Nesse caso foi discutido potencial aspecto antitruste (https://www.cnnbrasil.com.br/business/2021/01/13/whatsapp-muda-regras-de-privacidade-e-app-deixa-de-ser-o-mais-baixado-do-brasil), como vem ocorrendo na Europa, inclusive quanto à eficácia e validade de alterações nos termos de consentimento aos usuários, que sejam indispensáveis à utilização do próprio aplicativo, nos casos em que se considere plausível a caracterização de posição dominante no mercado da empresa, exatamente na mesma linha que as autoridades europeias vêm buscando aplicar.
Esses elementos, portanto, exigem do empresário brasileiro atenção imediata, e, mesmo que apenas se considerando riscos de segurança, devem ser levados em conta assim como as demandas regulatórias e de adequação de normas de compliance corporativo.
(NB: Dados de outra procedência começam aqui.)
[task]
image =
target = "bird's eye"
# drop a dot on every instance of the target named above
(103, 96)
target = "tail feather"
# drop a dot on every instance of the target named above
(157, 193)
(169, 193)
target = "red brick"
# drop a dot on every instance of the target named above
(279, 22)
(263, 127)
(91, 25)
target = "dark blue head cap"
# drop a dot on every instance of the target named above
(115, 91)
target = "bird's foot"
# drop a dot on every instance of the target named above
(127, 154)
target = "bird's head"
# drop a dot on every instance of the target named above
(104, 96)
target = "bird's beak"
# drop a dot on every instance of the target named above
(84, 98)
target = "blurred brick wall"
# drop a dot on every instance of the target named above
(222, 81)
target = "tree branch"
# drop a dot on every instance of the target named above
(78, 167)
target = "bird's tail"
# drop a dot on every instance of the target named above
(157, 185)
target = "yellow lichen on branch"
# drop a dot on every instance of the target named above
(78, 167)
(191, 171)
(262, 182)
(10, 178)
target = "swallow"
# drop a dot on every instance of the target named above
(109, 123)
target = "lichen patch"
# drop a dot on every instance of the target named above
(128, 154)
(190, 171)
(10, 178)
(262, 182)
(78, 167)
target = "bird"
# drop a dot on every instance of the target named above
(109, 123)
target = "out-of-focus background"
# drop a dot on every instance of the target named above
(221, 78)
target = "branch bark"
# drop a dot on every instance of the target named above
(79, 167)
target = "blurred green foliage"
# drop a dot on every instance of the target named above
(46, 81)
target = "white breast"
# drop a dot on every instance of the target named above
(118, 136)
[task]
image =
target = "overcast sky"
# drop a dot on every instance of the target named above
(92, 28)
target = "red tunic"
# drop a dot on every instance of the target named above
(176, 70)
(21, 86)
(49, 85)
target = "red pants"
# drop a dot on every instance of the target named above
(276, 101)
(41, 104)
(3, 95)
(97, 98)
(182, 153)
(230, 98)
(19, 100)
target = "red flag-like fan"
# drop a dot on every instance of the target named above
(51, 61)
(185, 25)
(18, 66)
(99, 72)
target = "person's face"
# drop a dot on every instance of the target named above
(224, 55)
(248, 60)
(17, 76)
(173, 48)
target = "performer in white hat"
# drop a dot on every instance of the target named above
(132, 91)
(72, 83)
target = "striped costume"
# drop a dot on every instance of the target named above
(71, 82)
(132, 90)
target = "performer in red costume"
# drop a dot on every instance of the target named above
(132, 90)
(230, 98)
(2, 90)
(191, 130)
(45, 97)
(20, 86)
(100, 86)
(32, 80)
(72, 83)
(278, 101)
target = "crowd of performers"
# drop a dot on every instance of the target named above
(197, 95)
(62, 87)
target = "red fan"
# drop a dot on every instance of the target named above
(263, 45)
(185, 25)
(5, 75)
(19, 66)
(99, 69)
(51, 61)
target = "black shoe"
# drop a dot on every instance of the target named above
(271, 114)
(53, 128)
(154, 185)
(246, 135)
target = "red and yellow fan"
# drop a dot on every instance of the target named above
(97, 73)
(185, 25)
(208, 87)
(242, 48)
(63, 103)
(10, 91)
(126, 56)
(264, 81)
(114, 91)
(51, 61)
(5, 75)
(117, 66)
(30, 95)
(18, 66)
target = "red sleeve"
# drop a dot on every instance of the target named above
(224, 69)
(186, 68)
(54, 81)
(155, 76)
Somada aos pontos delineados, devemos considerar a reputação das empresas.
Como Adiantar as Exigências Institucionais, Legais e Corporativas, com Base nos Precedentes dos Mercados Desenvolvidos, Poderá Garantir a Reputação da Empresa
Muito embora algumas empresas brasileiras tenham buscado se adequar ao Marco Civil da Internet após 2014, a verdade é que, no caso da LGPD, norma específica para o tratamento de dados pessoais, as exigências legais por serem mais complexas, dificultaram a sua aplicação. Assim os empresários em sua maioria ainda não conseguiram sequer mapear o que precisam colocar em prática para adequar seus negócios a tais demandas.
O recado é claro, não há tempo a perder, e quanto mais cedo os empresários trilharem o caminho da governança em segurança da informação e na proteção dos dados pessoais, menores serão as perdas e danos decorrentes da inobservância das normas legais e corporativas.
Quanto à reputação, principalmente nesse campo da privacidade e respeito aos dados pessoais, deve-se observar que não basta aos empresários de hoje serem cumpridores das leis, pois terão que demonstrar proatividade genuína na implementação de soluções que garantam segurança aos titulares dos dados pessoais.
Algumas medidas tomadas na Europa apontam justamente para esse futuro. Na Grã-Bretanha a Autoridade de Competição e Mercados (CMA) divulgou plano regulatório que determina que as empresas passarão a buscar “adaptar seu comportamento proativamente” (https://www.bbc.com/news/technology-55230704), como por exemplo para evitar que seu domínio em determinado mercado chegue a tal ponto que outros não consigam concorrer em iguais condições.
Tal Autoridade de Competição e Mercados (CMA) criará uma unidade apenas para cuidar da governança corporativa dos mercados digitais, deixando claro a todos stakeholders que essa questão passará a ser prioridade máxima, na medida em que quase a totalidade da humanidade se debruça nesse mundo digital.
Para que as empresas possam buscar aplicar os conceitos observados de forma proativa, deverão passar a fazer perguntas imediatamente sobre sua própria prontidão, para que tais dúvidas não sejam depois escancaradas em público, arrasando justamente a reputação tão duramente conquistada por uma marca ou empresa.Não faltam hoje em dia sugestões para os primeiros passos de um programa de governança (https://revistapegn.globo.com/Opiniao-Empreendedora/noticia/2019/07/10-pontos-fundamentais-que-sua-empresa-precisa-saber-sobre-protecao-de-dados.html), mas para garantir a reputação nesse cenário volátil, as empresas devem considerar que os usuários finais passaram a demandar padrões éticos e legais mais estritos, sendo vital estabelecer um sistema de segurança da informação eficaz, com mecanismos de governança apropriados ao volume e criticidade da informação tratada, e um plano claro de resposta e recuperação a incidentes. Afinal mesmo que monitoradas, as ameaças cibernéticas provavelmente vão afetar as empresas nos próximos anos, e a proatividade necessária para garantir a sua reputação demanda planejamento robusto e constante.